Anyone can get glaucoma, but some people are at higher risk if they: 

  • Are above the age of 60 years
  • Are Black and over age 40 years
  • Have a family history of glaucoma
  • Have high internal eye pressure, also known as intraocular pressure
  • Have extreme nearsightedness or farsightedness (myopia or hypermetropia)
  • Have had an eye injury or certain types of eye surgery

What are the Symptoms of Glaucoma?

At first, glaucoma doesn’t usually have any symptoms. This is most people with glaucoma do not know they have an eye disease. Over time, the person may slowly lose his/her vision, starting with patchy blind spots in one side vision (peripheral vision) that is closest to the nose. Then at later stages, difficulty seeing things in the central vision begins to occur. To diagnose it early, routine eye examinations like intraocular pressure should occur yearly after 40 years.
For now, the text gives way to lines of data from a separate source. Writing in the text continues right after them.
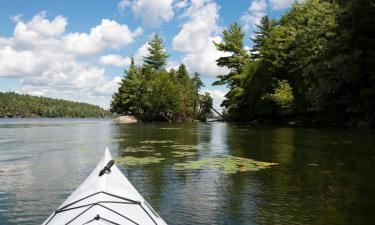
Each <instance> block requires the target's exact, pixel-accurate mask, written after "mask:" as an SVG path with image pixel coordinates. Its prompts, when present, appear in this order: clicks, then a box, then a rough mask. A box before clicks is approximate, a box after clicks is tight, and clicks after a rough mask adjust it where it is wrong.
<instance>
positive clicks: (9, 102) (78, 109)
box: [0, 92, 110, 118]
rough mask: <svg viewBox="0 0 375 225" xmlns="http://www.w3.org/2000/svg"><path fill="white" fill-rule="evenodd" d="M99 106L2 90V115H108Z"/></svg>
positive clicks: (47, 115)
mask: <svg viewBox="0 0 375 225" xmlns="http://www.w3.org/2000/svg"><path fill="white" fill-rule="evenodd" d="M107 116H110V113H109V112H108V111H106V110H104V109H102V108H100V107H99V106H96V105H91V104H87V103H78V102H72V101H66V100H60V99H53V98H46V97H37V96H31V95H25V94H17V93H14V92H6V93H3V92H0V117H51V118H56V117H65V118H73V117H74V118H85V117H107Z"/></svg>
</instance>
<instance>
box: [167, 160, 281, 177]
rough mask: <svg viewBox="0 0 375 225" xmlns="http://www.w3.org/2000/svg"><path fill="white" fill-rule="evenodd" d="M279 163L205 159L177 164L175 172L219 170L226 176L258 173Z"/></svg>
mask: <svg viewBox="0 0 375 225" xmlns="http://www.w3.org/2000/svg"><path fill="white" fill-rule="evenodd" d="M273 165H277V163H271V162H261V161H256V160H253V159H248V158H242V157H236V156H218V157H213V158H203V159H199V160H196V161H188V162H185V163H176V164H175V165H174V169H175V170H200V169H203V168H210V169H217V170H219V171H222V172H223V173H225V174H233V173H237V172H246V171H258V170H261V169H267V168H270V167H271V166H273Z"/></svg>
Other symptoms include severe headache, severe eye pain, blurred vision, nausea or vomiting, eye redness, and halos or colored rings around lights.

How Is Glaucoma Diagnosed and Treated?

A comprehensive eye examination is needed to diagnose the presence of glaucoma using tonometry to measure raised intraocular pressure found during the eye examination. Also, several other tests may be performed including:

  • A dilated eye examination to test for optic nerve damage
  • Imaging tests
  • Visual field test to check for areas of vision loss
  • A gonioscopy test used to inspect the drainage angle
  • Using pachymetry examination to measure the corneal thickness

Treatment

Early treatment and regular checkups can help slow or prevent vision loss, especially if the disease is diagnosed in its early stages. Such early treatment includes eye drops, oral medications, and surgery. Surgery is required in the late stages to reverse intraocular pressure.

How can Glaucoma be Prevented?

Glaucoma diagnosis and early management can help to prevent vision loss or slow its progress. The steps used include:

  • Regular comprehensive eye exams to help detect glaucoma in its early stages, before significant damage occurs. It is recommended that a comprehensive eye exam be every 5 to 10 years if one is under 40 years old; every 2 to 4 years if one is between 40 to 54 years old; every 1 to 3 years if one is between 55 to 64 years old; and every 1 to 2 years if one is older than 65.
  • Understand one’s family eye medical history especially as glaucoma tends to be genetic and a person could be at risk of glaucoma.
  • For persons who are at risk of glaucoma, they will need more frequent screening.
  • Wear eye protection. Serious eye injuries can lead to glaucoma. Wear eye protection when using power tools or playing sports.
  • Take prescribed eye drops regularly. Glaucoma eye drops can significantly reduce the risk of high eye pressure progressing to glaucoma. Use eye drops as prescribed by the doctor even if there are no symptoms.